When Hornsbostel’s sister became pregnant, she let her know early on that she wouldn’t be able to be there for every aspect of her pregnancy. “I was open with my sister about how I was happy for her and sad for me,” she says. “We had to learn how to navigate our differing paths.”
If you feel that you need to attend a kids-centric event and worry that it could be triggering, Hornbostel suggests setting a time limit for yourself, and if the host knows your status, let them know that you may stay for something like cake, but not for opening gifts. That goes for office baby showers, too.
Social media can also be rather triggering, Hornbostel says. Some of her CNBC clients will avoid apps like Instagram or Facebook around the holidays since many people tend to make baby announcements then. Others who are new to being CNBC may also mute words like “baby,” “birth,” and “newborn” on social media to avoid interacting with that type of content before they’re ready.
4. Seek Professional Help
You don’t have to process this transition alone. A grief counselor or therapist can help you to navigate your feelings. That being said, it’s helpful to find someone who specializes in infertility trauma and/or pregnancy loss.
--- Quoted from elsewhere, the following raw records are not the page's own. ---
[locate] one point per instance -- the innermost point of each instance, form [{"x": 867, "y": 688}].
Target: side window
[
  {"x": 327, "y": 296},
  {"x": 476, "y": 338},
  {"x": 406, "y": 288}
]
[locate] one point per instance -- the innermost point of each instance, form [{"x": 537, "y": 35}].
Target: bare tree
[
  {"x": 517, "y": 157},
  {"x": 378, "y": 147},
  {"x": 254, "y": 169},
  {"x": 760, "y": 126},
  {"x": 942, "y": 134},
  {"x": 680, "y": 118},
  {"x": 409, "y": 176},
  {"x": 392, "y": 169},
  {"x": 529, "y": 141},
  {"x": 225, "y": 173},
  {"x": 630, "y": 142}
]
Those credentials are something you want to address early on before your first session. “When they’re having their assessment, they can ask what their experience is around infertility or CNBC, and that can be a good way to gauge if they’re a good fit,” Hornsbostel says.
Ultimately, processing and grieving childlessness is equal parts complicated and time consuming. Acceptance isn’t something that will happen overnight. Everyone’s timeline looks different, and it may feel unattainable right now. That’s OK. But take comfort in knowing that over time, with a solid support system, coping mechanisms, and therapy, the transition to acceptance is well within reach, Hornsbostel assures.